Esa información fue reforzada por una fuente humana cercana a Maduro y
por el uso de drones furtivos que sobrevolaron la ciudad. El nivel de
conocimiento era extremadamente preciso, afirmó el general Dan Caine,
jefe del Estado Mayor Conjunto, al explicar que las fuerzas
estadounidenses sabían dónde se movía, qué comía e incluso qué mascotas
tenía. Con esos datos, el Comando Conjunto de Operaciones Especiales
construyó en Kentucky una réplica a escala real del complejo donde se
alojaba Maduro. Allí, comandos de Delta Force ensayaron repetidamente la
incursión, incluyendo la voladura de puertas de acero y el avance
cronometrado dentro del edificio. El objetivo era reducir al mínimo el
tiempo en el terreno y el riesgo de bajas civiles. La operación quedó
lista días antes, pero su ejecución dependió de dos variables:
condiciones climáticas favorables y la confirmación de que Maduro se
encontraba en el sitio previsto. En las jornadas previas, el mandatario
venezolano se movía entre seis y ocho locaciones distintas, lo que
obligó a los planificadores a esperar hasta último momento. En paralelo,
y según reveló Trump, Maduro intentó evitar la operación con una
propuesta de último momento. El plan ofrecido el 23 de diciembre incluía
el acceso de Estados Unidos al petróleo venezolano y la salida de
Maduro del país rumbo a Turquía. Sin embargo, el mandatario rechazó
finalmente esa alternativa. No era serio, dijo Trump al referirse a esas
conversaciones. Estados Unidos quería ejecutar la operación durante el
período de fiestas, cuando gran parte de los funcionarios del gobierno y
del personal militar venezolano se encontraba de licencia. No obstante,
el mal tiempo retrasó la ejecución del plan por varios días. La orden
definitiva llegó el viernes a las 22:46, luego de que se confirmara la
ventana operativa. El ataque comenzó con una operación cibernética que
cortó el suministro eléctrico en amplias zonas de Caracas, seguida por
bombardeos selectivos contra radares y sistemas de defensa aérea. Más de
150 aeronaves —entre drones, cazas, bombarderos y helicópteros—
despegaron desde bases y buques en la región para despejar el corredor
por el que ingresarían las fuerzas especiales.
A pesar de la
supresión de defensas, los helicópteros estadounidenses recibieron fuego
al aproximarse al complejo militar. Respondimos con fuerza abrumadora,
señaló Caine. Un helicóptero fue alcanzado y varios soldados resultaron
heridos, aunque no hubo bajas fatales del lado estadounidense. Mientras
tanto, Trump seguía el operativo desde Mar-a-Lago, acompañado por sus
principales asesores de seguridad nacional. Las imágenes en tiempo real
llegaban desde una aeronave que sobrevolaba la zona. Lo vi literalmente
como si estuviera mirando un programa de televisión, relató luego el
presidente. Una vez en tierra, los comandos tardaron apenas minutos en
atravesar el edificio. Trump aseguró que Maduro intentó refugiarse en
una habitación reforzada. Era una puerta muy gruesa, muy pesada. Llegó
hasta la puerta, pero no pudo cerrarla, dijo. Cinco minutos después de
ingresar, Delta Force informó que el objetivo estaba bajo custodia.

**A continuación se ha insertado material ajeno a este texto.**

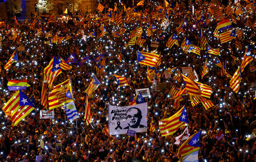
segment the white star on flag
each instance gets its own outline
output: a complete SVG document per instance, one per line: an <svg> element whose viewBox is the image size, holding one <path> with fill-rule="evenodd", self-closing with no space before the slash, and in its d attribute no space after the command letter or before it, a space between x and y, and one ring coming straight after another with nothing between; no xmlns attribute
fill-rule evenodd
<svg viewBox="0 0 256 162"><path fill-rule="evenodd" d="M195 144L197 143L198 140L196 140L196 139L195 139L195 140L192 140L192 142L193 142L193 144Z"/></svg>
<svg viewBox="0 0 256 162"><path fill-rule="evenodd" d="M186 116L185 116L184 114L183 114L183 115L181 116L181 118L182 119L185 119L185 117L186 117Z"/></svg>
<svg viewBox="0 0 256 162"><path fill-rule="evenodd" d="M57 68L58 68L58 67L60 67L60 65L59 65L59 64L55 65L55 68L56 68L56 69L57 69Z"/></svg>
<svg viewBox="0 0 256 162"><path fill-rule="evenodd" d="M23 98L22 100L22 102L23 103L23 104L24 104L26 103L27 103L27 99Z"/></svg>

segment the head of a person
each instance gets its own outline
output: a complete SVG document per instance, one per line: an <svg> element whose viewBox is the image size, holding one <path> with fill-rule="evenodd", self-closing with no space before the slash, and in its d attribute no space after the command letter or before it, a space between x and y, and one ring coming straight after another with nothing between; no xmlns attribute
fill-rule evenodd
<svg viewBox="0 0 256 162"><path fill-rule="evenodd" d="M133 128L138 127L142 118L141 110L137 108L130 108L126 112L129 126Z"/></svg>

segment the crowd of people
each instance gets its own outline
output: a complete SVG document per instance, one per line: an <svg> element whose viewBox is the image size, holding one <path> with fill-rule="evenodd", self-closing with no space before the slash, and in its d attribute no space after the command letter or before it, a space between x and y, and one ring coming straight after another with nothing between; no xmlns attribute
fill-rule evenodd
<svg viewBox="0 0 256 162"><path fill-rule="evenodd" d="M151 38L146 36L146 30L150 26L147 15L159 10L159 4L157 2L145 1L143 5L137 7L137 12L126 24L127 30L119 37L114 37L112 32L118 31L121 25L117 25L112 20L105 22L107 33L103 36L99 38L89 36L92 32L96 32L96 36L100 35L101 20L108 14L106 8L103 12L81 15L80 20L70 17L67 21L57 16L56 21L49 23L38 19L32 27L32 20L18 23L9 20L1 27L0 35L3 37L3 41L0 54L0 107L2 108L15 92L7 89L7 79L27 79L31 86L23 92L28 96L34 95L35 108L14 127L11 126L10 119L4 112L0 112L1 161L36 161L36 161L178 161L177 153L184 141L179 144L174 144L175 137L181 134L185 127L179 129L172 135L162 137L158 121L171 116L178 110L173 108L175 100L168 97L171 88L174 86L177 88L184 86L183 81L179 82L174 79L174 75L171 78L166 78L164 73L168 68L181 69L181 67L187 66L192 67L196 71L199 82L213 89L210 100L214 106L207 110L201 103L193 106L189 95L185 95L179 108L179 109L185 105L187 106L190 135L197 131L202 131L198 155L199 161L256 160L255 140L245 140L252 133L255 120L254 108L255 103L253 100L255 88L251 86L255 85L255 71L251 72L251 65L245 67L242 74L239 92L236 93L229 87L230 78L221 75L221 68L214 65L214 61L218 58L222 62L226 61L226 69L232 76L241 64L246 46L250 45L251 54L255 54L255 3L251 3L251 6L254 6L252 12L247 11L248 8L245 7L250 1L238 1L240 3L237 4L233 2L229 4L235 8L240 6L245 10L239 15L232 14L232 17L236 20L236 23L232 22L232 27L243 31L242 36L237 39L242 45L241 49L235 48L235 40L221 44L219 39L214 37L213 32L218 22L214 15L211 15L212 20L207 25L201 27L208 44L212 48L220 48L221 55L217 56L207 53L205 50L201 50L199 56L192 53L185 53L178 45L175 45L171 49L166 46L169 37L174 33L178 35L179 45L185 37L192 44L200 45L200 27L195 30L191 27L197 21L199 15L206 18L208 7L210 5L215 6L214 5L197 2L193 6L196 12L194 14L191 6L185 8L178 3L175 4L174 8L168 10L170 24L166 29L163 29L160 25L163 19L162 15L150 21L156 28ZM123 6L120 6L120 8L112 10L112 14L123 9ZM227 7L220 4L216 6ZM168 8L168 6L162 8L163 17ZM228 17L224 10L222 14ZM251 26L246 25L247 18L253 21ZM123 22L127 19L125 14L123 14L122 19ZM179 34L176 28L185 19L188 20L187 25L184 27L185 31ZM143 28L146 42L142 46L135 44L126 47L125 44L129 40L131 31L138 27ZM13 39L14 32L10 32L11 29L15 29L14 33L17 34L19 41L17 41L18 39ZM52 30L53 35L56 32L61 32L62 35L70 35L72 38L60 44L47 42L52 38L45 38L44 33L37 35L38 29L44 32ZM159 83L166 83L166 86L160 91L152 88L153 80L147 79L147 67L138 63L137 61L137 50L150 52L156 49L151 46L151 41L159 42L157 52L161 55L161 64L156 67L160 76L158 78L156 75L154 78ZM24 50L17 51L18 62L6 71L3 66L10 55L20 46L24 46ZM120 62L118 56L122 49L122 62ZM40 100L43 69L52 57L59 55L66 58L72 53L75 53L79 61L89 56L90 62L80 66L71 64L72 70L62 70L53 85L71 79L75 104L80 118L71 123L65 111L59 108L54 109L54 119L40 119L40 110L47 109L42 105ZM105 70L103 74L98 75L96 65L100 63L93 59L102 53L105 53ZM208 74L201 78L206 57L210 61L209 70ZM255 59L252 63L254 64ZM126 77L130 86L118 87L116 79L111 76L114 74ZM94 75L97 76L101 84L93 92L93 97L88 99L92 122L87 125L84 120L85 90ZM137 133L134 137L104 134L102 129L108 124L106 121L108 105L129 105L131 98L135 96L135 89L144 88L150 88L151 94L144 99L148 106L147 131ZM47 87L46 91L48 95L51 89ZM150 131L152 121L156 129L154 132ZM218 140L215 137L220 131L224 136ZM40 139L44 143L43 148L40 146Z"/></svg>

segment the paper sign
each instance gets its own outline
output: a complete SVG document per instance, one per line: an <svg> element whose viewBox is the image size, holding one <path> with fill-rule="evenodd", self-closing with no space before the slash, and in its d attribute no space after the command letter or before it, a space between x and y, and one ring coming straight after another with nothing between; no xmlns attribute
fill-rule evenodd
<svg viewBox="0 0 256 162"><path fill-rule="evenodd" d="M135 133L135 131L129 129L127 131L126 134L127 135L130 135L130 136L133 136L133 136L134 136Z"/></svg>
<svg viewBox="0 0 256 162"><path fill-rule="evenodd" d="M40 119L54 118L54 110L40 110Z"/></svg>
<svg viewBox="0 0 256 162"><path fill-rule="evenodd" d="M215 137L215 138L217 139L217 140L220 140L221 139L221 138L222 138L222 137L224 136L224 134L221 131L218 132L218 133L216 134L216 136Z"/></svg>

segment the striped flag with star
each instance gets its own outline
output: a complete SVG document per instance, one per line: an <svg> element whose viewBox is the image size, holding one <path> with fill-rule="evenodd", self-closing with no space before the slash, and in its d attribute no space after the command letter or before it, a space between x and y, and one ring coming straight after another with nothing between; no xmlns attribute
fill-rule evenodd
<svg viewBox="0 0 256 162"><path fill-rule="evenodd" d="M201 96L201 89L197 84L193 80L181 74L185 87L188 93L196 96Z"/></svg>
<svg viewBox="0 0 256 162"><path fill-rule="evenodd" d="M100 3L98 3L97 10L99 10L101 12L102 12L103 10L104 10L104 6L103 6L102 5L101 5Z"/></svg>
<svg viewBox="0 0 256 162"><path fill-rule="evenodd" d="M105 125L104 127L102 129L102 133L106 135L106 136L109 136L109 126Z"/></svg>
<svg viewBox="0 0 256 162"><path fill-rule="evenodd" d="M97 74L98 74L100 76L102 75L103 71L104 71L104 66L99 64L97 64L96 67Z"/></svg>
<svg viewBox="0 0 256 162"><path fill-rule="evenodd" d="M179 89L177 89L174 86L171 88L169 92L168 95L170 97L173 97L179 92Z"/></svg>
<svg viewBox="0 0 256 162"><path fill-rule="evenodd" d="M69 65L59 55L58 56L58 61L60 68L64 70L71 70L72 67Z"/></svg>
<svg viewBox="0 0 256 162"><path fill-rule="evenodd" d="M208 73L209 68L208 68L208 62L207 61L207 59L205 60L205 62L204 62L204 68L203 69L201 78L203 78L203 77L204 77L204 76L205 75L205 74Z"/></svg>
<svg viewBox="0 0 256 162"><path fill-rule="evenodd" d="M98 79L96 76L93 76L92 82L90 82L90 84L89 84L86 89L85 89L85 92L87 94L88 97L92 97L92 92L98 88L98 87L101 84L101 83L98 81Z"/></svg>
<svg viewBox="0 0 256 162"><path fill-rule="evenodd" d="M229 87L236 93L238 92L239 88L240 88L240 82L241 79L242 73L241 72L240 67L238 67L229 81Z"/></svg>
<svg viewBox="0 0 256 162"><path fill-rule="evenodd" d="M200 149L201 131L196 133L187 139L179 148L177 156L182 159L183 157Z"/></svg>
<svg viewBox="0 0 256 162"><path fill-rule="evenodd" d="M222 64L221 63L221 62L220 62L220 59L218 58L216 58L216 61L215 61L215 65L220 67L222 67Z"/></svg>
<svg viewBox="0 0 256 162"><path fill-rule="evenodd" d="M8 70L10 67L11 67L11 65L14 63L14 62L18 62L18 56L17 53L15 51L14 51L13 54L11 55L11 57L10 57L9 60L8 60L6 64L5 65L3 68L5 69L5 70Z"/></svg>
<svg viewBox="0 0 256 162"><path fill-rule="evenodd" d="M92 122L92 114L90 113L90 104L87 97L87 95L85 96L85 100L86 105L85 105L85 112L84 113L84 119L87 125L89 125Z"/></svg>
<svg viewBox="0 0 256 162"><path fill-rule="evenodd" d="M112 76L117 79L117 84L118 85L119 87L127 86L130 86L128 81L126 80L125 77L118 75L112 75Z"/></svg>
<svg viewBox="0 0 256 162"><path fill-rule="evenodd" d="M47 98L46 97L46 89L44 82L43 82L41 92L41 103L45 108L47 108Z"/></svg>
<svg viewBox="0 0 256 162"><path fill-rule="evenodd" d="M225 43L236 38L236 31L234 29L225 32L220 35L221 42Z"/></svg>
<svg viewBox="0 0 256 162"><path fill-rule="evenodd" d="M155 131L155 123L154 123L153 120L151 121L150 122L150 132L154 132Z"/></svg>
<svg viewBox="0 0 256 162"><path fill-rule="evenodd" d="M182 49L182 50L184 50L185 53L187 53L191 45L191 42L189 41L189 40L187 38L184 38L183 41L181 43L180 48Z"/></svg>
<svg viewBox="0 0 256 162"><path fill-rule="evenodd" d="M176 44L179 46L179 42L177 41L177 36L175 34L173 34L171 36L169 37L167 42L166 42L166 46L168 48L171 49L174 46L174 44Z"/></svg>
<svg viewBox="0 0 256 162"><path fill-rule="evenodd" d="M30 100L21 90L16 91L2 109L13 126L16 126L35 109Z"/></svg>
<svg viewBox="0 0 256 162"><path fill-rule="evenodd" d="M199 82L196 82L197 85L200 87L201 92L202 92L201 96L202 97L207 97L210 99L210 95L212 93L212 88L208 85L203 84Z"/></svg>
<svg viewBox="0 0 256 162"><path fill-rule="evenodd" d="M48 84L49 88L52 88L55 78L61 73L58 60L55 57L53 57L49 65L44 69L44 82Z"/></svg>
<svg viewBox="0 0 256 162"><path fill-rule="evenodd" d="M133 100L131 103L131 105L142 104L144 103L145 103L145 100L144 100L143 97L142 97L141 92L139 92L134 97L134 99L133 99Z"/></svg>
<svg viewBox="0 0 256 162"><path fill-rule="evenodd" d="M249 46L246 48L245 54L243 55L243 59L241 63L241 72L243 73L245 67L250 62L253 61L253 57L251 56L251 52Z"/></svg>
<svg viewBox="0 0 256 162"><path fill-rule="evenodd" d="M208 53L220 56L220 52L219 48L212 48L209 45L207 45L207 51Z"/></svg>
<svg viewBox="0 0 256 162"><path fill-rule="evenodd" d="M48 96L49 109L52 110L73 101L71 80L68 79L52 88Z"/></svg>
<svg viewBox="0 0 256 162"><path fill-rule="evenodd" d="M150 66L156 66L159 59L159 56L155 53L137 51L139 63Z"/></svg>
<svg viewBox="0 0 256 162"><path fill-rule="evenodd" d="M184 105L171 117L159 121L158 125L161 135L163 137L174 134L180 127L189 122Z"/></svg>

Maduro y su esposa fueron evacuados en helicóptero y trasladados a un
buque estadounidense en el Caribe, antes de ser llevados a la base naval
de Guantánamo y luego a territorio continental de Estados Unidos.
Aunque la Casa Blanca destacó la precisión del operativo, un alto
funcionario venezolano estimó que al menos 40 personas murieron durante
los ataques iniciales. Trump sostuvo que Estados Unidos estaba preparado
para una segunda fase si fuera necesario y advirtió que otros
dirigentes venezolanos podrían correr la misma suerte.